How the pillars interact

flowchart TB
  subgraph P1[Pillar 1 - AI Workflow]
    EG[Execution Graph]
    SK[Skill Composition]
    SA[Sub-Agent Orchestration]
    EV[Evals]
  end

  subgraph P2[Pillar 2 - System Design / Harness]
    PR[Pause-Resume]
    CP[Checkpoints]
    SYNC[Sync-Async]
    OB[Observability + Cost + Quota]
  end

  subgraph P3[Pillar 3 - Low-Level Design]
    TC[Tool Contracts]
    AD[Provider Adapters]
    FB[Fallback Chains]
    CF[Capability Flags]
  end

  EG --> PR
  SK --> TC
  SA --> CP
  EV --> OB
  TC --> AD
  AD --> FB
  PR --> SYNC
  CP --> SYNC
  OB --> CF
  CF --> SK

Read the arrows as: a decision in one pillar forces decisions in the others. The execution graph (P1) defines what state the harness (P2) has to checkpoint, which defines what tool contracts (P3) are durable.

The "AI-pilled" gradient

The user message that prompted this folder said "I am not as AI-pilled as some of the other folks in the org, but I am getting there." That's worth naming directly.

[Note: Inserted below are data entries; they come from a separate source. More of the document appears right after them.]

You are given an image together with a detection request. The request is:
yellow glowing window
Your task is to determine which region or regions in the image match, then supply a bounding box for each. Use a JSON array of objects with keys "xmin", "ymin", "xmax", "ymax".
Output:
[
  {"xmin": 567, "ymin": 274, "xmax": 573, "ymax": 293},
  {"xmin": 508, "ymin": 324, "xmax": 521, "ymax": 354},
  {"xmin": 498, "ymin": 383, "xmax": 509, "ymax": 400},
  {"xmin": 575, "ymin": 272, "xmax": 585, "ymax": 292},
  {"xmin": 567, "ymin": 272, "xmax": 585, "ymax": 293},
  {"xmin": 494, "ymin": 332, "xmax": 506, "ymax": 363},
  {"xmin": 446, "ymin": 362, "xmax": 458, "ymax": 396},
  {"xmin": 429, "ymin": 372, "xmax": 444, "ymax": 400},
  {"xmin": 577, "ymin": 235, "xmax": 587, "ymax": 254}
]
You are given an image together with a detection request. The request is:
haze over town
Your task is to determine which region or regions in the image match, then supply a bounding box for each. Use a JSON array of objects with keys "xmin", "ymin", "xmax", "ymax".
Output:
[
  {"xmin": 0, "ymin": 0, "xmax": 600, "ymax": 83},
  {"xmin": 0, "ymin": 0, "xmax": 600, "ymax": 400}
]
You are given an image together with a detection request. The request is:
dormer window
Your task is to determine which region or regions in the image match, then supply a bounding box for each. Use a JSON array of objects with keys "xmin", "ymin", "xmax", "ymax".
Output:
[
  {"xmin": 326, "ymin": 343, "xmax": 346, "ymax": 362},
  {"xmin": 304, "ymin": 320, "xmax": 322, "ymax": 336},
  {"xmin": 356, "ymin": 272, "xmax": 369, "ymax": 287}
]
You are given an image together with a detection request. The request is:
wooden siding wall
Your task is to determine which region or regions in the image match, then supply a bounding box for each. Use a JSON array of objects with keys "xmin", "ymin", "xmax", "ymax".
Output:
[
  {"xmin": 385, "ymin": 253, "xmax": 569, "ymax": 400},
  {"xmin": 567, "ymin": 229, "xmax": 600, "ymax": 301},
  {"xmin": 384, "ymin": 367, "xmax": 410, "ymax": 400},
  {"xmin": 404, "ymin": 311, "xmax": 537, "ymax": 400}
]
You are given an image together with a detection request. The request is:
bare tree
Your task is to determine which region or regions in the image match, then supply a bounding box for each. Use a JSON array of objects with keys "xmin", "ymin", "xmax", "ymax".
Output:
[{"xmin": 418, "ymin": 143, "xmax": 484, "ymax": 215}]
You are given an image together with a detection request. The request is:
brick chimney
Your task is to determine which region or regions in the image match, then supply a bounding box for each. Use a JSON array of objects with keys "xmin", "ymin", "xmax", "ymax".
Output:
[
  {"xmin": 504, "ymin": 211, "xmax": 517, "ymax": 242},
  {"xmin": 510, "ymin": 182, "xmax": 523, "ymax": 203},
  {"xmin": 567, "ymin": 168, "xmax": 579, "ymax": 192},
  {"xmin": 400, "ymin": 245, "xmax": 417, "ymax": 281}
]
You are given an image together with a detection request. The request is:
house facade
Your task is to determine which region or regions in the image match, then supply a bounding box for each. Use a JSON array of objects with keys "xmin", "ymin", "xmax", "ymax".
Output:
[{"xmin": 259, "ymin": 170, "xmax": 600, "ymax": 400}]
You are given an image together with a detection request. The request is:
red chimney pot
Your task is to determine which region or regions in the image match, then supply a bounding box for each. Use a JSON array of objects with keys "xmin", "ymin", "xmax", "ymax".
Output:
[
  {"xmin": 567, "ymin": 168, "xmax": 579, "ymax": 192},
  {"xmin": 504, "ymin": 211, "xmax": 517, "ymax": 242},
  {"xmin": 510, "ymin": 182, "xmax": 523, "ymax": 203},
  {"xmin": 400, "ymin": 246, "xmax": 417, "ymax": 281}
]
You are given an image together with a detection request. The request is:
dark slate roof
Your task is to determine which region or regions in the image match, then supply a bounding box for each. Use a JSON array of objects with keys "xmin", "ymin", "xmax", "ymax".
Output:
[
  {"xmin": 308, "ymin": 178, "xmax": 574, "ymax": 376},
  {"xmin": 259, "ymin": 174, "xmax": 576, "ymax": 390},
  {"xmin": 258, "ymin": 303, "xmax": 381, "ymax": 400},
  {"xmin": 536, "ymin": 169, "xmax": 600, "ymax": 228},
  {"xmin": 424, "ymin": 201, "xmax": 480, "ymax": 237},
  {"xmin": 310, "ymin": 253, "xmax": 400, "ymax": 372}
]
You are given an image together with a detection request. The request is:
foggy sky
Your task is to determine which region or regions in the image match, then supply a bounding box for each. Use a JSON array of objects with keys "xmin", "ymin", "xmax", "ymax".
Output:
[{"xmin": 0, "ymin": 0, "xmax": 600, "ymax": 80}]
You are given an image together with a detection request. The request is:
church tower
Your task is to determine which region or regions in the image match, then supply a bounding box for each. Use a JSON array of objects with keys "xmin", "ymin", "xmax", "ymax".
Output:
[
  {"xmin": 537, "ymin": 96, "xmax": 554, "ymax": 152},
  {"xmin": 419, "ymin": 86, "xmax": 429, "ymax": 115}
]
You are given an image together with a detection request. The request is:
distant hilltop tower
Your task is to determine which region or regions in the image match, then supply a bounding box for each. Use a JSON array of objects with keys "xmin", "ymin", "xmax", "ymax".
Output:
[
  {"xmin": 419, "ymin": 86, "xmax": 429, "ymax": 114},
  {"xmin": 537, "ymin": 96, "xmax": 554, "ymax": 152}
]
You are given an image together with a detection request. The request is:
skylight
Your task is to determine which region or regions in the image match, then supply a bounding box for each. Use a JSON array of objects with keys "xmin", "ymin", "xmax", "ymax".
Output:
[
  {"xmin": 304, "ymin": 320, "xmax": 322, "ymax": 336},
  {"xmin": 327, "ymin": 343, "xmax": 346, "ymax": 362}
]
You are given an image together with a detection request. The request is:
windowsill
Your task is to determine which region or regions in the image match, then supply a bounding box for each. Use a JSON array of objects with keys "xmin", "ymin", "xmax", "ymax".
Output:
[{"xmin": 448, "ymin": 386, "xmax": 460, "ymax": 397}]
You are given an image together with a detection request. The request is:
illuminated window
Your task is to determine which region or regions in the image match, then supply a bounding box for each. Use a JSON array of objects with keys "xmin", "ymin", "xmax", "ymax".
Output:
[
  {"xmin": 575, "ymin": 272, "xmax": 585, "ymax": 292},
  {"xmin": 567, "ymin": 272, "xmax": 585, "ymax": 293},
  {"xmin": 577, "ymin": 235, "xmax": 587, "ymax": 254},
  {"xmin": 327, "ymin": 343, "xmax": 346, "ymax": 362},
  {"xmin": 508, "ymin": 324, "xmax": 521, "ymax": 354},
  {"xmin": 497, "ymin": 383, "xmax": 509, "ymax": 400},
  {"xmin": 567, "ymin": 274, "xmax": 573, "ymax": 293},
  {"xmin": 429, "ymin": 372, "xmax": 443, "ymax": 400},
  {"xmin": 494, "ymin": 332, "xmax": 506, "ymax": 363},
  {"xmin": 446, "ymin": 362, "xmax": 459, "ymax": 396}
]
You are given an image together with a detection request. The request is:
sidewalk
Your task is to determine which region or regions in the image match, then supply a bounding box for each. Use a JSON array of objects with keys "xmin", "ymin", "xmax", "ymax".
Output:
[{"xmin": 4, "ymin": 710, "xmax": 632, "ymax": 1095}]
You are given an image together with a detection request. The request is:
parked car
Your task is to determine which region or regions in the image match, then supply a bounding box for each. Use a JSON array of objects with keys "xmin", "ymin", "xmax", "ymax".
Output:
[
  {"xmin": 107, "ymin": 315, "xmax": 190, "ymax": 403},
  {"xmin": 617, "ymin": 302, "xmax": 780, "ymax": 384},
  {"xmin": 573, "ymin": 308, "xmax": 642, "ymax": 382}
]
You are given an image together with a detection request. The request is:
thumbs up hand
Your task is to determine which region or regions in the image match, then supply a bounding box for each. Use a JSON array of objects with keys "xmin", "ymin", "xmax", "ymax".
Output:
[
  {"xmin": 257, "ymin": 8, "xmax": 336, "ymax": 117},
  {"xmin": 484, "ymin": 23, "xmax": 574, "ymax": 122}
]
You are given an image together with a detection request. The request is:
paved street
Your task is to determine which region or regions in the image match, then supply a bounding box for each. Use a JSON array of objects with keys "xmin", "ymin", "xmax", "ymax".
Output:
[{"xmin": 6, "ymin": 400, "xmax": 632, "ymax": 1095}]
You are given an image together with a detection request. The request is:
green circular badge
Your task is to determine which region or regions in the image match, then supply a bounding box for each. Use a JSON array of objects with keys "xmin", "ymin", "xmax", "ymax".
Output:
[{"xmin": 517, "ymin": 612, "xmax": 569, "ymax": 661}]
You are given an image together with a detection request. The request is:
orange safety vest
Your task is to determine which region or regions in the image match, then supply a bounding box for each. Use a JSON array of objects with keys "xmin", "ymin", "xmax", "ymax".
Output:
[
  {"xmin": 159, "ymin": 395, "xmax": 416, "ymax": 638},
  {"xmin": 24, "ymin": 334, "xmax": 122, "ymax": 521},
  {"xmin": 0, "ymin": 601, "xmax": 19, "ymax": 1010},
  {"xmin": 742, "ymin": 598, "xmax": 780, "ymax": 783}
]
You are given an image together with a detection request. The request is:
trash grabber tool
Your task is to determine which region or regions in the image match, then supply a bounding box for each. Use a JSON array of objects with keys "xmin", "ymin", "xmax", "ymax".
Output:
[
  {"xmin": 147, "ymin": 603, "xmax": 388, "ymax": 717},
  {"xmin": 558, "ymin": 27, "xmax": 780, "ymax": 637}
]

The gradient looks like this:

Stage	Mindset	Symptom
0. API-first	"LLM is a function call"	Prompt-in, string-out, no harness
1. Workflow-aware	"LLM has multi-step turns"	Adds retries, tool calls, simple state
2. Eval-aware	"We have to measure quality"	Builds offline eval set, ships canary
3. Harness-aware	"Long-running is the default"	Pause/resume, checkpoints, fallback chains
4. AI-first	"The harness IS the product"	Treats prompts as low-stakes config; treats orchestration as the hard part

This folder is written to push from Stage 2 → Stage 4. Each user story names which stage it unlocks.

How constraints change everything (preview)

The second half of this folder (Changing-Constraints-Scenarios/) takes each pillar and asks: what happens when the ground shifts?

Constraint change	Pillar most disrupted
10× user surge overnight	P2 — harness must absorb burst
FM deprecated by provider	P3 — adapter layer is tested
Cost budget halved	All three — need workflow, harness, and LLD pivots
Latency SLA tightened	P1 + P2 — graph reshape + serving rework
New compliance rule	P1 (eval) + P3 (capability flags)
Tool count 7 → 70	P3 dominates — LLD is the bottleneck
Provider quota revoked	P3 (adapters) + P2 (rate limit / quota mgr)
New locale launched in 2 weeks	All three — ground truth, infra, contracts

The intuition you build by walking these scenarios is: architecture is a stance under uncertainty, not a static drawing.